CELLBLOKS is a new entry into the OOAC space. It has plate-based familiarity with the potential to develop and connect multiple cell models exploiting the multi-modular nature of the technology. Established cell or trans-well based models can be migrated into the format and connected in multiple combinations with or without media flow. The approach exploits existing laboratory equipment and requires minimal training, enabling a lower barrier to investment and reduced model transition to the format compared to other approaches on the market."
"CELLBLOKS® is a true innovation for co-culture activities. The soluble factors including growth factors and cytokine can be smartly and conveniently introduced to targeted cellular population in a semi-quantitative manner. The working procedure is simple and easily implemented."
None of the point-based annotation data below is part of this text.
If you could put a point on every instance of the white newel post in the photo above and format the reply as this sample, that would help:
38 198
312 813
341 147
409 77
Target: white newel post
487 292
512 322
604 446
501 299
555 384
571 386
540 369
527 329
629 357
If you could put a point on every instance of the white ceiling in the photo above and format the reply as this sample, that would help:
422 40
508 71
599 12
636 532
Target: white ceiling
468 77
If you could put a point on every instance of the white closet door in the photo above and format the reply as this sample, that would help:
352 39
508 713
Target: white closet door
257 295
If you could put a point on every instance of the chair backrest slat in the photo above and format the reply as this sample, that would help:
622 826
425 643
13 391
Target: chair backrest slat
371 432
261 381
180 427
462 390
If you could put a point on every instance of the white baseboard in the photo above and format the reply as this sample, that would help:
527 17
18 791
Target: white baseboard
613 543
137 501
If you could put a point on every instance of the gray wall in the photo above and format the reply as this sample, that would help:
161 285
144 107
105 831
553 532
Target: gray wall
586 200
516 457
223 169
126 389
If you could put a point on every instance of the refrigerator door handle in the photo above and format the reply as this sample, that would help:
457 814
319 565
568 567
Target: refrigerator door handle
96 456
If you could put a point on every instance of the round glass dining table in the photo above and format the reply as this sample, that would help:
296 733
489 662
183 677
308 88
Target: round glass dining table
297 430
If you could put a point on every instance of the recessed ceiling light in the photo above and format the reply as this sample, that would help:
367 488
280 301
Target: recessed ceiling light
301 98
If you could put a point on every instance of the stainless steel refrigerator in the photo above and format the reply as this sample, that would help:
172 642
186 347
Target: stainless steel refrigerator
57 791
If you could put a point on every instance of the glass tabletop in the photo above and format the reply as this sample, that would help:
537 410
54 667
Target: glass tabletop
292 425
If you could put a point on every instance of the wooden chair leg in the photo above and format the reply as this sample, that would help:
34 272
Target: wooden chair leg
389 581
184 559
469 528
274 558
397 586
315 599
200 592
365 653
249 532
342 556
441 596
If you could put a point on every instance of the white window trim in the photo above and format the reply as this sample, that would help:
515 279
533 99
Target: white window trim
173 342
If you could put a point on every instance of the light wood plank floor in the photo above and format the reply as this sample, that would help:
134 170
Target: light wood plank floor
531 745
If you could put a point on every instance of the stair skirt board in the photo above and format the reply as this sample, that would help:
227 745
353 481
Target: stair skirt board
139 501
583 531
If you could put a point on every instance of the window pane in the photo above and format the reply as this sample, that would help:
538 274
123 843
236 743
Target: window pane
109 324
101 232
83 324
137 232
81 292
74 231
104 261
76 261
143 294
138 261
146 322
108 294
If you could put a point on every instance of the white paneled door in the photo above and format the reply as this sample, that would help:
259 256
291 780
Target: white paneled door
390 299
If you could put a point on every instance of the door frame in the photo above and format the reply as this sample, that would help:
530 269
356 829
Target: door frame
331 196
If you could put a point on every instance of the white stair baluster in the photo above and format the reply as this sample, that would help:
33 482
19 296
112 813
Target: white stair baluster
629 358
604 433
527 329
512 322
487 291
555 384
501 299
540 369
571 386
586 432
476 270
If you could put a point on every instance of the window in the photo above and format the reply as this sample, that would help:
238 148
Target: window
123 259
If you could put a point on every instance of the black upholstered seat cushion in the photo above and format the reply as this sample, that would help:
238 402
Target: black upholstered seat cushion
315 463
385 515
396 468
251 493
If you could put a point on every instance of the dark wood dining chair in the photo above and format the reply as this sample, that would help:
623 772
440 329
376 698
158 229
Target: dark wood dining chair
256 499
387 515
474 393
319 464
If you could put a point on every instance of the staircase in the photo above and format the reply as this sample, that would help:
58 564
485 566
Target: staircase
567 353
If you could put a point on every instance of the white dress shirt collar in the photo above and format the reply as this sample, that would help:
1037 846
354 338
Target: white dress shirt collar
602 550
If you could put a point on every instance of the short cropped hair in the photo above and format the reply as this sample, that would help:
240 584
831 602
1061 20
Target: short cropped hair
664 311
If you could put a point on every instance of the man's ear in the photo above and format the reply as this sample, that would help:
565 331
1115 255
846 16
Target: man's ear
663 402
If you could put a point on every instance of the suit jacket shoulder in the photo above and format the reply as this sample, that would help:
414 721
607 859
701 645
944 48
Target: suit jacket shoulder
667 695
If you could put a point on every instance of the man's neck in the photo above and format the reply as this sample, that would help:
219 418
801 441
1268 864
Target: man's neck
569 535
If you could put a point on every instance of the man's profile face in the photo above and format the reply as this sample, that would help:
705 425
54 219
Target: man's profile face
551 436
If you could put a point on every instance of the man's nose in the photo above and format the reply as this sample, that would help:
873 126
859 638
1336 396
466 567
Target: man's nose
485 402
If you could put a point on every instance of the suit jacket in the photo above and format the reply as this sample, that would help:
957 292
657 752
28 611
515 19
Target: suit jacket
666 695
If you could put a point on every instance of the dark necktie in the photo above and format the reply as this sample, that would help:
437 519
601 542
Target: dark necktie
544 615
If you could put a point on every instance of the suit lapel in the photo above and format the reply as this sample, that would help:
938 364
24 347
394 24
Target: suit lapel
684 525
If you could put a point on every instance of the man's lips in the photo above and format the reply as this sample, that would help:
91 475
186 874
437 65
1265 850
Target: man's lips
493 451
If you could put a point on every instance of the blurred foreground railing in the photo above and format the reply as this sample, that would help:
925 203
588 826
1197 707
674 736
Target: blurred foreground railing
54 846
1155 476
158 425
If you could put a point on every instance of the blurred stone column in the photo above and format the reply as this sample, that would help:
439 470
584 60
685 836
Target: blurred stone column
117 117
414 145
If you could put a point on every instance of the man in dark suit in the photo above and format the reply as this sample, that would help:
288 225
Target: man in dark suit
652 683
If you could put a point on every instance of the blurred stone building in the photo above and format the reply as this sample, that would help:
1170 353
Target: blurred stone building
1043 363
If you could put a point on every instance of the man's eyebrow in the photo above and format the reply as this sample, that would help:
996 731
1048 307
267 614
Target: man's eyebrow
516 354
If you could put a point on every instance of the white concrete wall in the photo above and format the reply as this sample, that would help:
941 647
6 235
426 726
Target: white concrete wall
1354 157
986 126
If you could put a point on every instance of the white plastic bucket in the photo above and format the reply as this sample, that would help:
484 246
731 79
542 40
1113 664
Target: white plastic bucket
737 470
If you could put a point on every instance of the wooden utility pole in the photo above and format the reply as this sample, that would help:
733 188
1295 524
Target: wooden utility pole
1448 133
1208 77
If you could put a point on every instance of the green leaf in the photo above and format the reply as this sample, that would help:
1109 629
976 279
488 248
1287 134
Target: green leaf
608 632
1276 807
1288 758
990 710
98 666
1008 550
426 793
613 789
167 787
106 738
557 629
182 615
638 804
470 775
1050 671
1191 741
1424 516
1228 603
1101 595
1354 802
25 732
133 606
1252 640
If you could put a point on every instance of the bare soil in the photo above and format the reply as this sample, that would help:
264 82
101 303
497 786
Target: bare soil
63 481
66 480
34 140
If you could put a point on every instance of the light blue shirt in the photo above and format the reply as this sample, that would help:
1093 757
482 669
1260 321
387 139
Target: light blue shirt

“CELLBLOKS® is great technology and innovative technique. Very easy to use and instructions are well designed. This platform enables us to screen various compounds in-vitro during our research using nanoparticles, aptamers, and others. We are interested to better mimic skin barrier and blood brain barrier and are continuing to explore the use of CELLBLOKS® for this purpose. Our research continues in this filed, to discover new products we would need models like CELLBLOKS® for testing permeation and penetration of cell lines. I would recommend it and encourage other researchers to use it.”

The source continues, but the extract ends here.